- Indian rupee depreciates in Thursday’s early European session.
- Risk-off sentiment and higher crude oil prices are driving INR down.
- Investors are awaiting the September U.S. services PMI on Thursday, ahead of the jobs data.
The Indian rupee (INR) is depreciating during the day under pressure from renewed demand for the US dollar (USD). Risk-free sentiment amid rising geopolitical tensions in the Middle East is boosting flows to unthreatening havens, benefiting the US dollar. Additionally, the rise in crude oil prices is putting some selling pressure on the INR as India is the third largest oil consumer after the United States (US) and China.
Looking ahead, investors will be paying attention to September’s ISM Services Purchasing Managers’ Index (PMI), weekly preliminary jobless claims data and the final S&P Global Services PMI, which will be released later on Thursday. On Friday, the focus will be on US employment data for September, including nonfarm payrolls (NFP), unemployment rate and average hourly earnings. If the jobs report showed a weaker-than-expected result, it could prompt the central bank to consider a deeper interest rate cut, which could put selling pressure on the USD.
Market Overview: Indian rupee remains vulnerable amid multiple headwinds
- HSBC’s final Indian manufacturing PMI fell to an eight-month low of 56.5 in September. This result was lower than the market consensus of 56.7 and the previous reading of 57.5.
- “The momentum in India’s manufacturing sector weakened in September after very strong growth in the summer months,” said Pranjul Bhandari, chief economist at HSBC India.
- According to the Reserve Bank of India’s (RBI) real effective exchange rate (REER) index, the Indian rupee traded 5.5% above its fair value in August, up from 7.7% in the previous month.
- ADP’s U.S. employment changes data for September exceeded expectations and added 143,000 jobs. This figure was above the median forecast of 120,000 and the previous reading of 103,000 (corrected from 99,000).
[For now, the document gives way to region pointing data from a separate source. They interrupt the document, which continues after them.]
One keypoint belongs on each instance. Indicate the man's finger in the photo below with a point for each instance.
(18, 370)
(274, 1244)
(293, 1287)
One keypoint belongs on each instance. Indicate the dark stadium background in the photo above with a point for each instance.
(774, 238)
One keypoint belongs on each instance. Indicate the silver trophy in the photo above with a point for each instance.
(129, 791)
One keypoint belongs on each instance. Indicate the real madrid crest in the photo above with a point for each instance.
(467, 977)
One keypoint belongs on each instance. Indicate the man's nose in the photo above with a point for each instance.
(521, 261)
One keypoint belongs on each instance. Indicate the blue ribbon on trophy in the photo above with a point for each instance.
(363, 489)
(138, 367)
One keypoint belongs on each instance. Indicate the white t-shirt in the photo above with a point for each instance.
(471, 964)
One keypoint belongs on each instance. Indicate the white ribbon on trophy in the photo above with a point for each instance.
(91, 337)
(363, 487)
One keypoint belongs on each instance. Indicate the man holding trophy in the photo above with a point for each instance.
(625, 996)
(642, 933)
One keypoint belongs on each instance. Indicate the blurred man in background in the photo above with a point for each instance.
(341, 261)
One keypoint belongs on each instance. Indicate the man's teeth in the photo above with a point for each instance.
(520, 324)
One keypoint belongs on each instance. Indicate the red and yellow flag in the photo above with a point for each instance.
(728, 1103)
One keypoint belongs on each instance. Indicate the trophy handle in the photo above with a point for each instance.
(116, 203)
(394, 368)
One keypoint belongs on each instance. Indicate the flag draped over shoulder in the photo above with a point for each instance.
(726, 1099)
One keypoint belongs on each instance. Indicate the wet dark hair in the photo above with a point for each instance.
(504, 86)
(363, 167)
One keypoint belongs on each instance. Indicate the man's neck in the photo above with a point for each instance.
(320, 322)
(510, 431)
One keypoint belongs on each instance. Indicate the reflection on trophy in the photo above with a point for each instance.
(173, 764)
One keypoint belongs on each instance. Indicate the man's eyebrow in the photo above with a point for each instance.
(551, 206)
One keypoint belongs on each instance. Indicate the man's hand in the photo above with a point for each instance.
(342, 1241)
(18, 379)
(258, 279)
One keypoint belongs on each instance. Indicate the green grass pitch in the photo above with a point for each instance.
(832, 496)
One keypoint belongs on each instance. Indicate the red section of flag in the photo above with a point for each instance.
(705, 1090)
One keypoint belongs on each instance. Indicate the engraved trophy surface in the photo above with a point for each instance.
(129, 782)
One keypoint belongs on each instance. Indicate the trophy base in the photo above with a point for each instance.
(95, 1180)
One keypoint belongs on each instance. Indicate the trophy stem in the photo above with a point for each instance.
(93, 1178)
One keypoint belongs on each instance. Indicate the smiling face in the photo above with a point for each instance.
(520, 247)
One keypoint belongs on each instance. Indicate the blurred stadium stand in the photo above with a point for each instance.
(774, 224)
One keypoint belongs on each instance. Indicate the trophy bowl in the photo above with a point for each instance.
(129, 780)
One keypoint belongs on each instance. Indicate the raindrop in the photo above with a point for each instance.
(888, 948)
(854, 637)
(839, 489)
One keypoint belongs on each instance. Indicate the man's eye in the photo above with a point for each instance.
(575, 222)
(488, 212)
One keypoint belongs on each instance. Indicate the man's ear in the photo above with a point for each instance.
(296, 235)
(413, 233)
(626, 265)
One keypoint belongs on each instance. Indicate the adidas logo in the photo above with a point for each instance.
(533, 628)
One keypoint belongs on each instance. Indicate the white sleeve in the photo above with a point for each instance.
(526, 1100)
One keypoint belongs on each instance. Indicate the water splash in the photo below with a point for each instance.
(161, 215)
- Richmond Fed President Thomas Barkin said on Wednesday that the Fed’s fight to bring inflation back to its 2% target could take longer than expected and limit the possibility of interest rate cuts, according to Reuters.
Technical Analysis: USD/INR Maintains its Constructive Bias
The Indian rupee is depreciating day by day. On the daily time frame, a positive picture prevails for the USD/INR pair as the price remains above the key 100-day Exponential Moving Average (EMA). Moreover, the 14-day Relative Strength Index (RSI) is crossing the midline near 60.30, suggesting that the uptrend is more likely to resume rather than reverse.
The key resistance level for the pair appears at the psychological level of 84.00. Maintaining the bullish trend above this level could pave the way to 84.15, the August 5 high. The next growth barrier is at 84.50.
On the other hand, the initial support level for USD/INR is 83.80, which is the October 1 low. A downside breakout could push the pair further south towards the 100-day EMA at 83.64 and then 83.00, which is the round boundary and May 24 low.